Du côté de la gouvernance, le raisonnement est souvent inverse.

On impulse, on lance des orientations, on donne un cap. L'idée est que l'organisation s'ajustera en avançant, que les équipes traduiront la direction dans l'action, et que le cadre se construira progressivement.

C'est souvent à cet endroit que le système se grippe.

 Entre des managers qui attendent un cadre pour décider et une gouvernance qui pense que ce cadre émergera dans l'action, le flou finit par s'installer.

Personne ne l'a vraiment voulu. Pourtant il devient une manière implicite de fonctionner, avec des effets très concrets sur les équipes.

Je rencontre cette situation plus souvent qu'on ne le croit, y compris dans des organisations compétentes et engagées.

Les managers intermédiaires ont le sentiment de manquer d'autorisation pour arbitrer. La direction, de son côté, pense avoir déjà donné l'impulsion nécessaire.

Chacun agit dans son rôle. Mais l'arbitrage lui-même reste en suspens.

Or en management, l'absence d'arbitrage n'est jamais neutre.

Quand rien n'est vraiment tranché, les priorités se définissent autrement. Par l'urgence du moment. Par les habitudes. Par ceux qui acceptent de prendre le risque d'avancer malgré l'incertitude. À court terme, l'organisation continue d'avancer.

Les projets bougent, les réunions se tiennent, les équipes s'adaptent. Mais progressivement, quelque chose se déplace. L'énergie sert de plus en plus à faire fonctionner le système… et de moins en moins à produire de la performance.

 

Ce phénomène ne se traduit pas forcément par des conflits ouverts.
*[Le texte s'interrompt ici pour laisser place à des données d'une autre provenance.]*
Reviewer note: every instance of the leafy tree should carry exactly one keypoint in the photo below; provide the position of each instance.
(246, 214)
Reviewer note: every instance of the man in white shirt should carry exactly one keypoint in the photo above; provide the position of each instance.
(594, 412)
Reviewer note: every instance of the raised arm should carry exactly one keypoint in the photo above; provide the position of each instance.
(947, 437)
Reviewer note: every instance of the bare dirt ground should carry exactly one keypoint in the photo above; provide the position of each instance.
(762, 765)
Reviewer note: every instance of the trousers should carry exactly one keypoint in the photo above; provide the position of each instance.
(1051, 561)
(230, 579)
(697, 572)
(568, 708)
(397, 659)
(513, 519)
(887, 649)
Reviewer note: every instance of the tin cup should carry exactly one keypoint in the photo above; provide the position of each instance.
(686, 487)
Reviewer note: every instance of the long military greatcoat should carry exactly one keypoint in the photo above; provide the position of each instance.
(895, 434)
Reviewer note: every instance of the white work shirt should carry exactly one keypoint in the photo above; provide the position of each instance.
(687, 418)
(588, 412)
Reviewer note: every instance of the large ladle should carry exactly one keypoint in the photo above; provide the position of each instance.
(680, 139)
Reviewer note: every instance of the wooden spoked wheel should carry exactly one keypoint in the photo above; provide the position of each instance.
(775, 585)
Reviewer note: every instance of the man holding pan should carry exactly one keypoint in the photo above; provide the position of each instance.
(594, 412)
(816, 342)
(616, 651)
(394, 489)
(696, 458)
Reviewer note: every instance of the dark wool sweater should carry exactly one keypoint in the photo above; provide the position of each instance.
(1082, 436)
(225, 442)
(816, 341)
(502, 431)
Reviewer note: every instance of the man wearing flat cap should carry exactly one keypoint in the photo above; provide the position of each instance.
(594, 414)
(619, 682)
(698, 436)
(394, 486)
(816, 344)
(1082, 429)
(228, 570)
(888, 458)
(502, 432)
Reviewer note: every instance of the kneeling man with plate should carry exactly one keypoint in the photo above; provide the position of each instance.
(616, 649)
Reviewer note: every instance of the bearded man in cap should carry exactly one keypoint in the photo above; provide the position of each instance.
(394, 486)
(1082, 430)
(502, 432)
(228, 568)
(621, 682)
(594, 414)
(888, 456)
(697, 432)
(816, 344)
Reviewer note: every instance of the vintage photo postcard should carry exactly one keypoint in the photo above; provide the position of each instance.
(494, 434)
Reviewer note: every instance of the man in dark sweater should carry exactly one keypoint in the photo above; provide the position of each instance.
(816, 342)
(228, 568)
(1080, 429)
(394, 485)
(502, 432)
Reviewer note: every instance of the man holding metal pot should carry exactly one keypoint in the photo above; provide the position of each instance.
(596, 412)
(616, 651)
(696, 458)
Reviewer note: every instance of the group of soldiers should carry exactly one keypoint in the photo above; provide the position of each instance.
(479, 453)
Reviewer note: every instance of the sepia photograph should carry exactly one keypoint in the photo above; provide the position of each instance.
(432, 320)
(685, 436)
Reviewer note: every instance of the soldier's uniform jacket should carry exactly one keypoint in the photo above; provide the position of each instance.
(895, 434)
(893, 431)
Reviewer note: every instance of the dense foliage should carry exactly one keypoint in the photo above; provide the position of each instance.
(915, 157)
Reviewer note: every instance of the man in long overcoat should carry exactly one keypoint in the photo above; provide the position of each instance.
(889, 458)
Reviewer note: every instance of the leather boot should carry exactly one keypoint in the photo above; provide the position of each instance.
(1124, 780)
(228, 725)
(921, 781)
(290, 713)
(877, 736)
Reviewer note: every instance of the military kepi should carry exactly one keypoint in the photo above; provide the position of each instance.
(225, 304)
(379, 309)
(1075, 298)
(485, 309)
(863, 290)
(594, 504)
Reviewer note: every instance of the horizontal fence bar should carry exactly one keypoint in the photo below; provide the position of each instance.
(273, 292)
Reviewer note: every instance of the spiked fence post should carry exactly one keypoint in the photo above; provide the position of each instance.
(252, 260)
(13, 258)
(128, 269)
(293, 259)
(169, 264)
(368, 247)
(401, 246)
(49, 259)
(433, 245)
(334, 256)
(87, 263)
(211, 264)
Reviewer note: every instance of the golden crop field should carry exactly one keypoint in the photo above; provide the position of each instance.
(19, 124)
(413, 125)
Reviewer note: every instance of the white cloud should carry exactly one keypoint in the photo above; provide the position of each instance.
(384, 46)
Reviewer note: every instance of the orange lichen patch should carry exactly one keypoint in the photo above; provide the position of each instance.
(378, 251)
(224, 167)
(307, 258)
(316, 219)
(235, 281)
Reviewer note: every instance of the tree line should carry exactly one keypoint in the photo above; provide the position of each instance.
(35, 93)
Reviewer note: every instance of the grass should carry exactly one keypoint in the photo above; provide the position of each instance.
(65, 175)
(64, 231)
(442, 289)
Il apparaît plutôt dans des désalignements silencieux : des sujets qui reviennent régulièrement en comité sans être vraiment tranchés, des priorités qui évoluent sans décision explicite, ou des managers intermédiaires qui passent davantage de temps à expliquer qu'à décider.

 

On parle souvent du courage managérial comme d'une qualité personnelle. En réalité, il relève d'abord d'une responsabilité organisationnelle.

Décider, c'est accepter de trancher dans l'imparfait.

C'est nommer les priorités… mais aussi dire ce qui ne l'est pas. Et surtout rendre la décision lisible pour ceux qui devront agir.

Cette posture n'est pas confortable. Elle expose. Mais elle structure l'action collective.

Dans les organisations où l'arbitrage est assumé, les équipes avancent généralement avec moins d'énergie dispersée et davantage de performance réelle.

 

C'est précisément là que les repères de la méthode CLeRE deviennent utiles.

La Conscience, d'abord : reconnaître que l'attente elle-même est déjà une forme de décision. La Liberté, ensuite : accepter qu'un manager n'a jamais toutes les informations parfaites, mais qu'il a presque toujours une marge pour clarifier et prioriser. L'Exactitude, enfin : une décision floue produit presque les mêmes effets qu'une absence de décision.

 

Dans ce type de situation, quelques réflexes simples permettent déjà de réintroduire de l'arbitrage dans le fonctionnement quotidien.

  • Quand un sujet revient plusieurs fois en réunion, pose simplement la question : qu'est-ce qui n'a pas encore été réellement décidé ? Très souvent, le problème n'est pas le sujet lui-même, mais l'absence d'arbitrage explicite.

  • Avant de renvoyer une décision « plus haut », clarifie la marge dont tu disposes réellement. Dans beaucoup d'organisations, elle est plus large qu'on ne le pense… à condition d'oser l'assumer.

  • Quand une décision est prise, formule-la clairement : ce qui est décidé, ce qui ne l'est pas, et qui en est responsable. Une décision floue crée presque autant de confusion qu'une absence de décision.

  • Lorsque le cadre n'est pas clair, remonte la question au bon niveau non pas pour obtenir une réponse parfaite, mais pour obtenir un arbitrage. L'objectif n'est pas de transférer la responsabilité, mais de la rendre visible.

 

Ne pas trancher ne suspend pas la responsabilité. Cela crée simplement un vide que l'organisation finit toujours par remplir autrement.

Le courage managérial ne se mesure pas à l'agitation.

Il commence souvent à un moment beaucoup plus simple : celui où quelqu'un accepte de décider.

 

C'est CLeRE

La responsabilité ne commence pas lorsque tout est parfaitement cadré. Elle commence au moment où le flou cesse d'être une excuse.